Additionally, it goes without saying that all processing is subject to the general principles of the GDPR, which apply to any processing of personal data. Thus, the principles of proportionality, transparency, confidentiality and purpose limitation apply, as does the obligation to erase data once it is no longer required.

According to the DSK’s latest information, an employer’s duty of care to its own employees extends to any reasonable reaction to the epidemic or pandemic spread of a reportable disease for the purposes of prevention and traceability. According to the DSK’s coronavirus statement, the following specific acts are permissible:

  • The collection and processing of personal data, in particular of employees’ data concerning health by the employer, to prevent or contain the spread of the virus as far as possible. According to the DSK, this applies especially where an infection has been diagnosed or contact with an infected person has taken place as well as in cases where a visit was made to an area classified as a risk zone by the Robert-Koch-Institut (RKI) during the relevant period. Accordingly, the employer will be permitted to request this information in most cases, whereby the Regional Officer for Data Protection and Information Security for Baden-Württemberg recommends obtaining a negative confirmation in the first instance and only then asking further questions if additional indicators become apparent.

  • Under the DSK’s broader, Covid-19-related interpretation, it is permissible to collect and process personal data, including data from guests and visitors, to establish whether they (i) are infected themselves or have been in contact with an infected person, or (ii) have visited an area classified as a risk zone by the RKI. This means that measures such as temperature-measuring are likely also permissible not only for employees, but also for guests and visitors before entering the company grounds and office premises, provided the measurement itself is sufficiently reliable and the results are only used to make a decision on entry but are not stored.

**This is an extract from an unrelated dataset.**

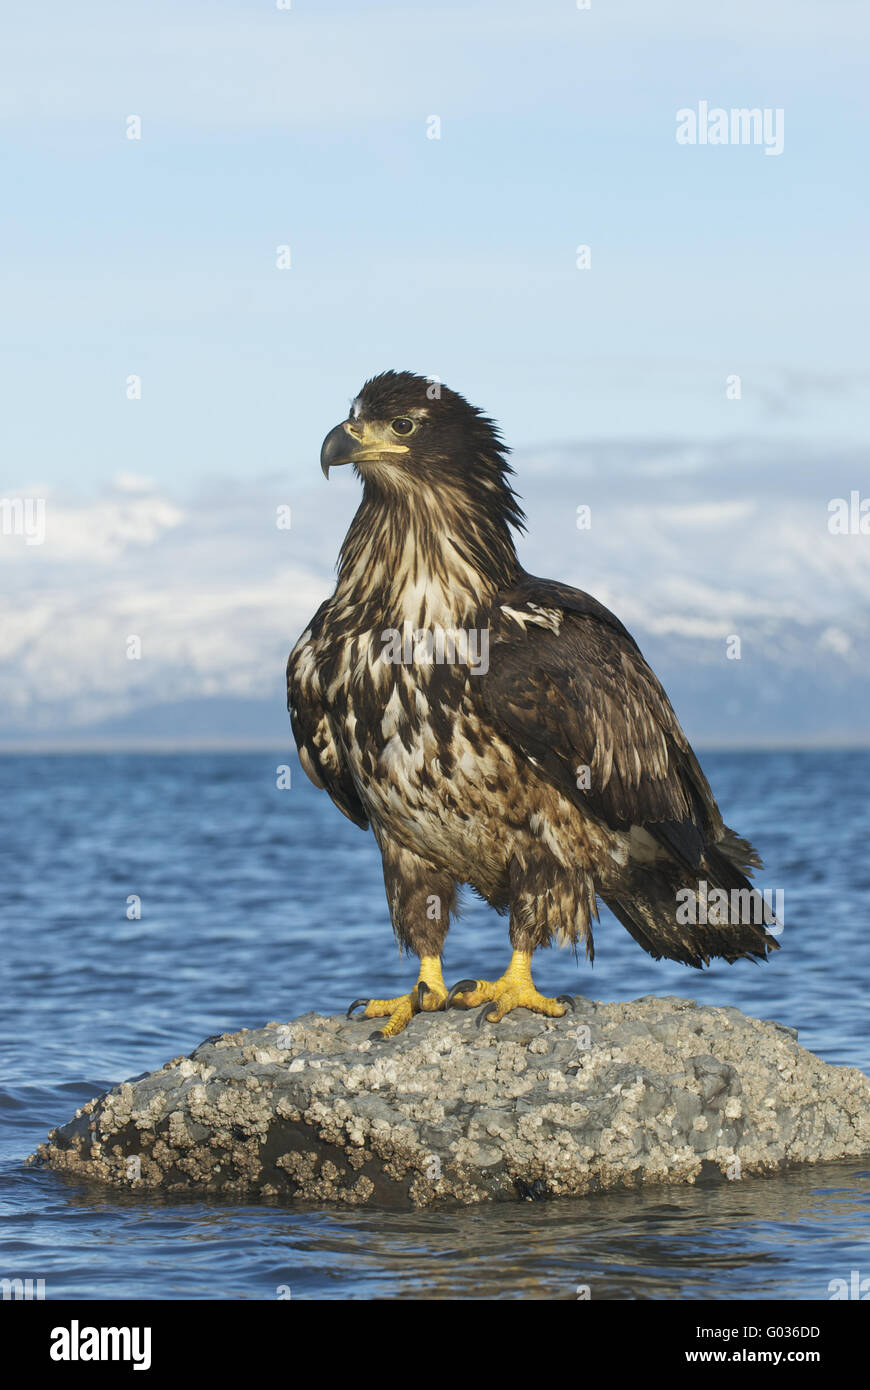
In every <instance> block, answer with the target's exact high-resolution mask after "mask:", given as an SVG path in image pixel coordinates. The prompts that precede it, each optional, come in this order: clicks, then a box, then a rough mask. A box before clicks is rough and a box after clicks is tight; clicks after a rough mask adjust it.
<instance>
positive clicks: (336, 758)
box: [286, 603, 368, 830]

  • Conversely, the disclosure of the identity of people with a verified or suspected infection with the virus in order to notify people they have had contact with is, in the view of the DSK, only lawful if there is no other option for taking precautions. To that extent a phased approach is recommended in which all other options for notifying and warning people who have potentially been in contact need to be exhausted before the identity of the data subject is disclosed.

The employer may only pass on data about sick employees, contact with infected patients or visits to risk zones to third parties if there is a legal justification for doing so. In that context, an exchange of such information within the Group is only permissible in rare exceptional cases. To the extent that this relates to the passing on of this type of information to public authorities, the Regional Officer for Data Protection and Information Security for Baden-Württemberg correctly states that this requires a statutory basis that explicitly requires this or, for example, an official decree on the basis of the German Act on the Prevention and Control of Infectious Diseases (IfSG). Any decrees by public authorities must expressly state the legal basis in question. Companies also need to review whether the specified legal basis is actually relevant.

The issues under data protection law regarding the spread of the coronavirus virus are manifold. The recommendations now published by the supervisory authorities are helpful, and tend to be more broadly interpreted due to Covid-19, but they do not relieve the employer of the duty to review the individual measures on a case-by-case basis from the perspective of data protection law, and to ensure that the general requirements of data protection law are complied with.